I retraced my apparent mistakes and looked in the script to see what might help to repair and tried adding the files to a unix share. That did not work. I think I will have to create a new jail and set it all up again.

 

[Apollo]

@notspam, what was the version of Nextcloud when it worked the last time? Was it 14 or 17?
You can updated the original script to point to the specific version of the tar file rather than using the "latest".
If you did perform an upgrade as part of the last action from your working Nextcloud, that leads me to think you may still have your upgrade under maintenance mode.
See if you can bring the Nextcloud out of maintenance. One other thing is that you could run the database upgrade command.
All the above should be run under CLI inside the jail.

 

[danb35]

So I am not sure why it did not tell me a bad cert was there.

Because you renewed the cert with the acme.sh --cron command. At least I guess you did; you didn't tell me that you got any error running that command.

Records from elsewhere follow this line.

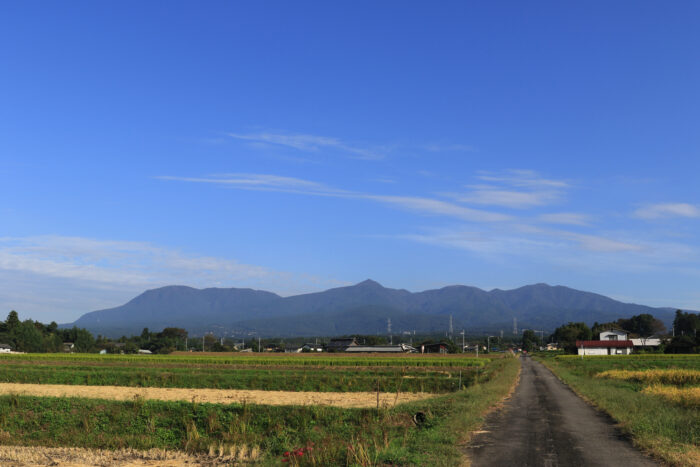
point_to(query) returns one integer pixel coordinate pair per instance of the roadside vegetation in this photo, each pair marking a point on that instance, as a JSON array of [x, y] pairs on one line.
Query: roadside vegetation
[[653, 397], [304, 435]]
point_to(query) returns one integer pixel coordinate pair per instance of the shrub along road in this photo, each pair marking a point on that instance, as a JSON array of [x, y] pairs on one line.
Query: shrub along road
[[546, 424]]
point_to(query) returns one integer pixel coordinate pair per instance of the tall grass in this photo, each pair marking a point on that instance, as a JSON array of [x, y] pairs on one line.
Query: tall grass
[[655, 376], [670, 432], [337, 436]]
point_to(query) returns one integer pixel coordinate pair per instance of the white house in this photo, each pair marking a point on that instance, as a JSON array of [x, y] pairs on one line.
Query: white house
[[608, 347], [613, 335], [647, 342]]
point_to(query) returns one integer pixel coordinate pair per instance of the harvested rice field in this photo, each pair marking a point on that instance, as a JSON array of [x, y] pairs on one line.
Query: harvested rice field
[[242, 410], [214, 396]]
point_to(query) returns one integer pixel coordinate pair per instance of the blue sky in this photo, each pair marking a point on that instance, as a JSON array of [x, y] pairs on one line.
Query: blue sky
[[296, 146]]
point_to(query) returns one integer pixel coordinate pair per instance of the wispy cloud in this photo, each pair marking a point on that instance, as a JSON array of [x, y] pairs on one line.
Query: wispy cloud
[[305, 142], [268, 182], [138, 265], [565, 218], [666, 210], [495, 196], [523, 178], [515, 189], [436, 147]]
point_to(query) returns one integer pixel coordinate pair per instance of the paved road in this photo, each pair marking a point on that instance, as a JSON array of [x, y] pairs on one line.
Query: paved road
[[546, 424]]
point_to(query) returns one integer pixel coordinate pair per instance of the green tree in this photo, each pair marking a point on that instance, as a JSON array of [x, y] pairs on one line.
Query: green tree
[[28, 338], [530, 341], [12, 322], [568, 334]]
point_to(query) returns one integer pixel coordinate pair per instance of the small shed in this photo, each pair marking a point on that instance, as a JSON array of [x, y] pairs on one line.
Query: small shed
[[341, 344], [604, 347]]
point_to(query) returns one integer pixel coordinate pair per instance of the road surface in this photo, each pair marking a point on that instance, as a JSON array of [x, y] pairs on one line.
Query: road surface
[[546, 424]]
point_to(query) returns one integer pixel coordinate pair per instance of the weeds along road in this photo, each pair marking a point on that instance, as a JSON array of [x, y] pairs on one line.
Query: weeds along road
[[546, 424]]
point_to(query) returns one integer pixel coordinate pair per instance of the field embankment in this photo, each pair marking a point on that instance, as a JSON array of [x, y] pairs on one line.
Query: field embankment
[[649, 395], [242, 430]]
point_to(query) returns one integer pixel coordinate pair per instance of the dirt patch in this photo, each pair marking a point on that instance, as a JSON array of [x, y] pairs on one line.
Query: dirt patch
[[215, 396]]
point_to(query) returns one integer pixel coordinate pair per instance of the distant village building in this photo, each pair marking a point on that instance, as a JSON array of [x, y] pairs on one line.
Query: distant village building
[[312, 348], [401, 348], [607, 347], [341, 344], [613, 335], [434, 348], [291, 348], [613, 342]]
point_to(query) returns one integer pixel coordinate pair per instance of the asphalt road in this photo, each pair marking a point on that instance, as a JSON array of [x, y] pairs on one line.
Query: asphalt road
[[546, 424]]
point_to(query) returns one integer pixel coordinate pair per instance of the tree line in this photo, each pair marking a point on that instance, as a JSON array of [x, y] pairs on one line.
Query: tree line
[[684, 336]]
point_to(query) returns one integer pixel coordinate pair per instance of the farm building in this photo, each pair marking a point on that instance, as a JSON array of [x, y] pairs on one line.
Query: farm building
[[613, 335], [604, 347], [433, 348], [312, 348], [647, 341], [401, 348], [341, 344]]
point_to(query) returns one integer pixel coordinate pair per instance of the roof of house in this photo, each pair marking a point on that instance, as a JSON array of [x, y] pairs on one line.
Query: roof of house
[[616, 331], [606, 344]]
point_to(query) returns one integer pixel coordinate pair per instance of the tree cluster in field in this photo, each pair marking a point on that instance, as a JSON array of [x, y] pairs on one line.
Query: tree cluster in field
[[33, 336], [685, 329], [684, 338], [166, 341]]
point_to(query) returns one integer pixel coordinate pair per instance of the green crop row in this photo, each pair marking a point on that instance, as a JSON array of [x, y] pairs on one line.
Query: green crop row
[[311, 379], [337, 436]]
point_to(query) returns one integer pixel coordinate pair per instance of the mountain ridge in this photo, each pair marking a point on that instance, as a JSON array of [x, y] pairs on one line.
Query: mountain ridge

something about inability to connect to db

That could be relevant. See if the database server is running: service mysql status. If it isn't, try starting it: service mysql start

My concern, and the reason I'm not as comfortable as @Apollo with "do a fresh install and then mount the old datasets to the new jail", is that I haven't done that before and I'm not sure it will work. And if it doesn't, you run the risk of losing the data in your Nextcloud installation.

See if you can bring the Nextcloud out of maintenance.

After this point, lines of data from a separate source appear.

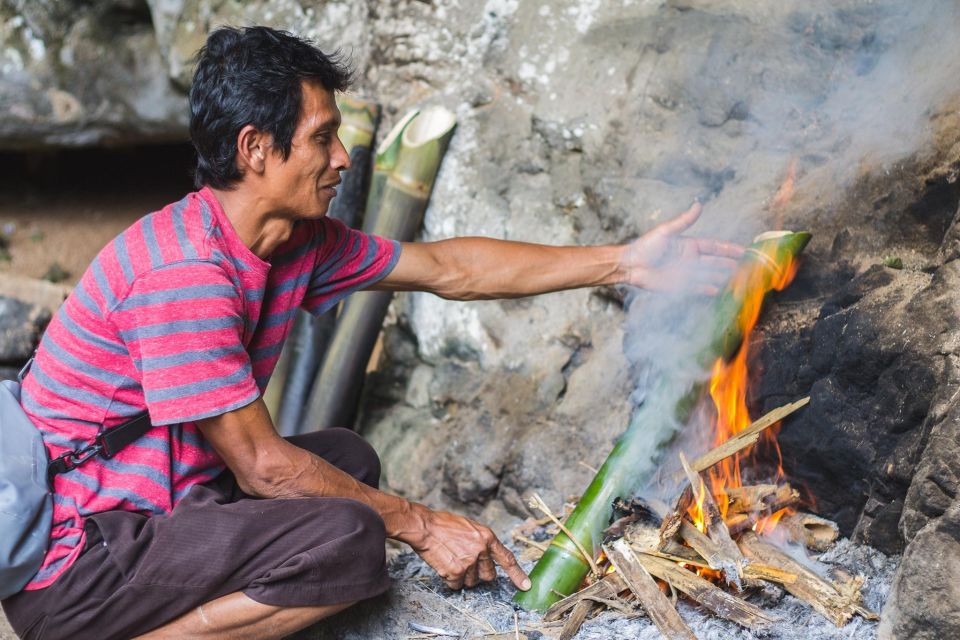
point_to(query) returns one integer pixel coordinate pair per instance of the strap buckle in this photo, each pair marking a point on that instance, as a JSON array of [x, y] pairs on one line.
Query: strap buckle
[[69, 460]]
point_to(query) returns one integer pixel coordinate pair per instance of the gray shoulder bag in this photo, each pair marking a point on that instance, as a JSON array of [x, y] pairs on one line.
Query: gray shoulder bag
[[26, 474]]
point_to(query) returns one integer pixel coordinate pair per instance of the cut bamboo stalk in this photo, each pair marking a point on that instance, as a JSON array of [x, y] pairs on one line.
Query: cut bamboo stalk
[[311, 335], [820, 594], [403, 200], [609, 586], [747, 437], [765, 265], [813, 531], [641, 583], [718, 601], [727, 555]]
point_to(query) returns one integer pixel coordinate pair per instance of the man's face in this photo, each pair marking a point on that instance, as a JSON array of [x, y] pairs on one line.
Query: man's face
[[303, 184]]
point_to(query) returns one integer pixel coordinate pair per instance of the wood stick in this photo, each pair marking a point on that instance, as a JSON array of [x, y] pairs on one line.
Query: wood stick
[[727, 555], [608, 587], [641, 583], [710, 596], [813, 531], [747, 437], [576, 619], [702, 544], [820, 594], [760, 571], [750, 498], [740, 522]]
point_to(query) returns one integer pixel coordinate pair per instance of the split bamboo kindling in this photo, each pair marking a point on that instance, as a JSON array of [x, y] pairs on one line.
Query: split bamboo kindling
[[562, 568]]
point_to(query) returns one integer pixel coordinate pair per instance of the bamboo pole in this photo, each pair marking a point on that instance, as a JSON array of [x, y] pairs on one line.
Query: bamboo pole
[[415, 158], [311, 334], [561, 569]]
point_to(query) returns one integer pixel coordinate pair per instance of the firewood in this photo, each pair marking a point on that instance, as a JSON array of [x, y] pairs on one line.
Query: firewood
[[727, 555], [750, 498], [760, 571], [747, 437], [835, 605], [576, 619], [813, 531], [740, 522], [608, 587], [703, 545], [656, 604], [710, 596]]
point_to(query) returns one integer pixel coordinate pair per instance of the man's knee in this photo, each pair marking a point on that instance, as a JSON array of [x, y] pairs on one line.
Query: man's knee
[[361, 458]]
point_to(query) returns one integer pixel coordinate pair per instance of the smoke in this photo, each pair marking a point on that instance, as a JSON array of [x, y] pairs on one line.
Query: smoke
[[838, 88]]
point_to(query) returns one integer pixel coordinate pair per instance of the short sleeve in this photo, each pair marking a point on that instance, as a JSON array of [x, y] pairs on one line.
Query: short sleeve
[[347, 260], [183, 325]]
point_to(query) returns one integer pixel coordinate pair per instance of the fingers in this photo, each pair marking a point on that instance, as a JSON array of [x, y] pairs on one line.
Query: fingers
[[505, 559], [471, 577], [683, 221], [487, 569], [708, 246]]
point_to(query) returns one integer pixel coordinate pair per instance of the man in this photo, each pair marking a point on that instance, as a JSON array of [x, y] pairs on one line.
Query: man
[[211, 525]]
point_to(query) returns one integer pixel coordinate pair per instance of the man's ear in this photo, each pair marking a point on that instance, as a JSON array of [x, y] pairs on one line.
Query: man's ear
[[252, 148]]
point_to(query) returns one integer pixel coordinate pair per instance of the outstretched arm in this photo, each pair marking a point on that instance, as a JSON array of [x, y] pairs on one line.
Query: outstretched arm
[[483, 268]]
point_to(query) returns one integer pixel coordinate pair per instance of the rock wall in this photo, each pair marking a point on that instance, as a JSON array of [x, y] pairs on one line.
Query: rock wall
[[590, 121]]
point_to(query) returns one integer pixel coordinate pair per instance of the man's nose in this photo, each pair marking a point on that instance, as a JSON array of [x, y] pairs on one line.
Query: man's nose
[[340, 159]]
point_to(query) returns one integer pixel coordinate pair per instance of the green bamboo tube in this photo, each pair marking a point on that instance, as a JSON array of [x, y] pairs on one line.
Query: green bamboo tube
[[310, 334], [403, 200], [562, 569]]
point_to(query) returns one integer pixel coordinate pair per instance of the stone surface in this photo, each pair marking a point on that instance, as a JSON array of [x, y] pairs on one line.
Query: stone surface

What makes you think it's in maintenance mode?

 

[danb35]

I've updated the script so you should be able to install under 11.2. If you've previously downloaded it and had trouble due to 11.2 being EOL, change to the directory to which you downloaded it and run git pull to download the updated script. You should then be ready to go.

 

[Apollo]

What makes you think it's in maintenance mode?

Sometimes, when I perform the Nextcloud update using the WEB GUI, it gets stuck and I cannot access the Nextcloud page any longer. The reason is that the database is still in maintenance mode. using the occ commands to "upgrade" and then bring the database out of "maintenance" is all that is needed.
I have no idea if this is the issue here, but I am just adding this as a possible culprit.

 

[danb35]

Sometimes, when I perform the Nextcloud update using the WEB GUI, it gets stuck and I cannot access the Nextcloud page any longer.

But doesn't it then show a page indicating that it's in maintenance mode? Or does it just give a blank page?